Saling Mencintai dan Bersaudara
Firman Allah; “dan katakanlah pada hamba-hamba-Ku, hendaknya mereka mengucapkan perkataan yang lebih baik (benar). Sesunguhnya syaitan adalah penimbul perselisihan di antara mereka. Sungguh syaitan adalah musuh yang nyata bagimu”. (Al-Isra : 53)

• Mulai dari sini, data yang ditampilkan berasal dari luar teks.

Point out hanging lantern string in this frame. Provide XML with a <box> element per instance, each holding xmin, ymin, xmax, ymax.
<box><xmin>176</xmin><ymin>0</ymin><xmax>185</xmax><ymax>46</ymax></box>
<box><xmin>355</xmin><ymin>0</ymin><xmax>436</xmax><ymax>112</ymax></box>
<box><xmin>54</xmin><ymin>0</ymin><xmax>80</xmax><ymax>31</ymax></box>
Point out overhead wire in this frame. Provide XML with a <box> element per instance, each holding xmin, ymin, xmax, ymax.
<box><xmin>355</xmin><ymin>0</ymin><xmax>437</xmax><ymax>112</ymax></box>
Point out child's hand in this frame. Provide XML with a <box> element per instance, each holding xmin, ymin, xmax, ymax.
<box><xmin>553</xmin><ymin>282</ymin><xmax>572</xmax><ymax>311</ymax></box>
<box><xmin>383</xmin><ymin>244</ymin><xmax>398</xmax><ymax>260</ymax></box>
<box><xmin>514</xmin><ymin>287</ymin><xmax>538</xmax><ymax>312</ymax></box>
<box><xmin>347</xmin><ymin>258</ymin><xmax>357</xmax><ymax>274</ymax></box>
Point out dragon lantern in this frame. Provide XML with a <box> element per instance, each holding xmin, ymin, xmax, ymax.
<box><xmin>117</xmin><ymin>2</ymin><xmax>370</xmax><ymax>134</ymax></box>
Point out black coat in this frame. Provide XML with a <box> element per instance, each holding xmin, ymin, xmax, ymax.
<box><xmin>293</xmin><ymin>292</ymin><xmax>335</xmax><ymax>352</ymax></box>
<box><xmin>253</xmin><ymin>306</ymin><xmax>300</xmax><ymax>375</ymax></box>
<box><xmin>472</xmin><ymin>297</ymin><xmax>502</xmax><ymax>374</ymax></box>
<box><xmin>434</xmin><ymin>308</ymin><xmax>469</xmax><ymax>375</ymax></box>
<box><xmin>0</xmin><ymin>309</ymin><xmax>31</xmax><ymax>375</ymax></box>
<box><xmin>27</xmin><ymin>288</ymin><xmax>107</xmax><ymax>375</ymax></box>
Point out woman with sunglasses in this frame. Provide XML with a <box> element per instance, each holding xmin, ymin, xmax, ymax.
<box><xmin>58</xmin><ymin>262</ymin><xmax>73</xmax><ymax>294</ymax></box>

Mempererat Hubungan antara Pimpinan dan anggota
Tali hubungan/komunikasi laksana urat syaraf dalam tubuh. Bila mekanisme komunikasi lumpuh, maka amal jama’ah akan terganggu, malah akan melumpuhkan seluruh gerakkan.
Hal pergantian Pimpinan
Beramal jama’ah dalm tingkatan apapun adalah ibadah pada Allah. Tidak boleh merasa berat untuk beramal dan bergerak dibawah pimpinan dan komando yang baru. Setiap anggota jama’ah harus siap dan selalu mempersiapkan diri untuk mengemban amnah menjadi pimpinan tatkala tiba waktunya.
Tunduk pada Hukum Allah dan Rasul-Nya
Sangat jelas sebagaimana dalam Al-Qur’an :An-nisa ayat 59, 65 dan Al-Ahzab ayat 36).
Mengkaji berbagai Harokah dan membina pengalaman

Pimpinan dan anggota harus bersama-sama memperbaiki (islah) gerakan dan hendaknya mengkaji sejarah pergerakan Islam yang lain. Selalu mengambil segi positif dan meninggalkan ke-mudlaratan bagi jama’ah.